Hundred Islands. Photo by BJ Carreon.

Pangasinan boasts of many beautiful beaches, scenic terrains, waterfalls, and other natural wonders. It also has lots of ancient churches that date back to the Spanish times, as well as places for water sports activities.

But one of the most popular destinations in the country’s third largest province (in terms of size), is the famous Hundred Islands of Alaminos City. As its name suggests, the tourist draw is a cluster of islands, in various shapes and sizes, located close to one other.

Officially declared as a National Park in 1940, the Hundred Islands has some very impressive and interesting features. Let’s run down some of them:

  • 123: There are a total of 124 islands at low tide and 123 islands at high tide that comprise the Hundred Islands. Scattered northward along the Lingayen Gulf, the islands are actually ancient corals that extend inland, in an area previously comprising the seabed of an ancient sea.

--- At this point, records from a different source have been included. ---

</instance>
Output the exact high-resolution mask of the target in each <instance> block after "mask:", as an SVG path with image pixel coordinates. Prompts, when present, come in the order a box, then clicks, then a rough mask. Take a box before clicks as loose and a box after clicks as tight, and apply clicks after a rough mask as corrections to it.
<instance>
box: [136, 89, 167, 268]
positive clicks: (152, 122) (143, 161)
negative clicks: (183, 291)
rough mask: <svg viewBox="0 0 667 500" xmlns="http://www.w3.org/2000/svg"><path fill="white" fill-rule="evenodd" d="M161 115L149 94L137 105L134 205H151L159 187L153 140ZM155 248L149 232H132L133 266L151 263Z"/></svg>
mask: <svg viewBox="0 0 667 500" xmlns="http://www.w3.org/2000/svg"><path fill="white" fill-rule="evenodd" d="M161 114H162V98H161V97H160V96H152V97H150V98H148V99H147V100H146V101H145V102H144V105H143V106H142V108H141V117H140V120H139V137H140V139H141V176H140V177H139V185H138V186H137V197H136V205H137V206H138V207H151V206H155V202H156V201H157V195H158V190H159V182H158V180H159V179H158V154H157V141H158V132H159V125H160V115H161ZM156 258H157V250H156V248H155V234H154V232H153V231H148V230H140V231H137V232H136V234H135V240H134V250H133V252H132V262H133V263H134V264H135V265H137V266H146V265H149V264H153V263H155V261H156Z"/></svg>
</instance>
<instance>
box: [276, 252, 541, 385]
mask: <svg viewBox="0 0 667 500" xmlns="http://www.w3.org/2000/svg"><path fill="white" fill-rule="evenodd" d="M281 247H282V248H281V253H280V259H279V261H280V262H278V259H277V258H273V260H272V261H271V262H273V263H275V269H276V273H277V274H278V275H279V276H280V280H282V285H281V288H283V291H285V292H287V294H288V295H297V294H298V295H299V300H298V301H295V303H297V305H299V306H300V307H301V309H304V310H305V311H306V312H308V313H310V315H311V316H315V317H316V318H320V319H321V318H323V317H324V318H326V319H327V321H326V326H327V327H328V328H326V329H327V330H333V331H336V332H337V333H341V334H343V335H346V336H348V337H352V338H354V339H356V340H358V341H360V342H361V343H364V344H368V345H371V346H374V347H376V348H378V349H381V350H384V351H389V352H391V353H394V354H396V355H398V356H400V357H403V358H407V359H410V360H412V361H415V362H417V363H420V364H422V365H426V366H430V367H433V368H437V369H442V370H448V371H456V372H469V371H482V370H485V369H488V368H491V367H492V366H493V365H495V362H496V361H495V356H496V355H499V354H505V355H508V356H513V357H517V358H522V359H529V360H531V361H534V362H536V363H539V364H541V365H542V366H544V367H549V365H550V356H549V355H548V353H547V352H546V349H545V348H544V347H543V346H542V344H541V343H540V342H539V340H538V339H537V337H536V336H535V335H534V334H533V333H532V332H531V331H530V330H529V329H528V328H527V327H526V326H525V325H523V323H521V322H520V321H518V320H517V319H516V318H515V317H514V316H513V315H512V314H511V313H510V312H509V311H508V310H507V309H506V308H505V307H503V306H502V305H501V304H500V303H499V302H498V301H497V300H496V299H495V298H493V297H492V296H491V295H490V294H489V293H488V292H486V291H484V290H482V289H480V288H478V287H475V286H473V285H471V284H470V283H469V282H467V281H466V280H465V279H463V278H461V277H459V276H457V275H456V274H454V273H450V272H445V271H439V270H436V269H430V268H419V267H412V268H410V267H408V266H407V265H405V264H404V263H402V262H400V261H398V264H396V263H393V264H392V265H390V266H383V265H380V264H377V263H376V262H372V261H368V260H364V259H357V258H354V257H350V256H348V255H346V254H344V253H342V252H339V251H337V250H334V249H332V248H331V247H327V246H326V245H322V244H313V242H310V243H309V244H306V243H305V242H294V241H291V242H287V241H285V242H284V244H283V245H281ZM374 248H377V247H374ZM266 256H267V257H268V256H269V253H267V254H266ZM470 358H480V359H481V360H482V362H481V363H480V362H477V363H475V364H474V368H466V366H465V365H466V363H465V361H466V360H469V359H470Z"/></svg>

The steady lowering of sea levels have exposed them to the elements, resulting in peculiar “umbrella”-like shapes of some of the islands.
  • 1,860 hectares. The Hundred Islands spans some 1,860 hectares, or almost 3,500 football fields. In other words, the islands cover a huge area.
Hundred Islands. Photo by BJ Carreon.
  • 93,344. The City Tourism Office of Alaminos City recorded 93,344 tourist arrivals in the Hundred Islands National Parkin 2020, 82-percent lower than the 522,907 tourist arrivals in 2019. While that number may further decrease for this year, it’s expected to recover when travel restrictions are eased.
  • 2 million. The islands are believed to be about two million years old. Just wow.
  • 3. While there are hundreds of islands in this famous attraction, only three of them have been developed for tourists: Governor Island, Quezon Island, and Children’s Island. Only 30 islets have been named so far.
  • 6 hours. Travel time from Metro Manila to Pangasinan can take up to 6 hours, depending on the town you are to visit so plan accordingly.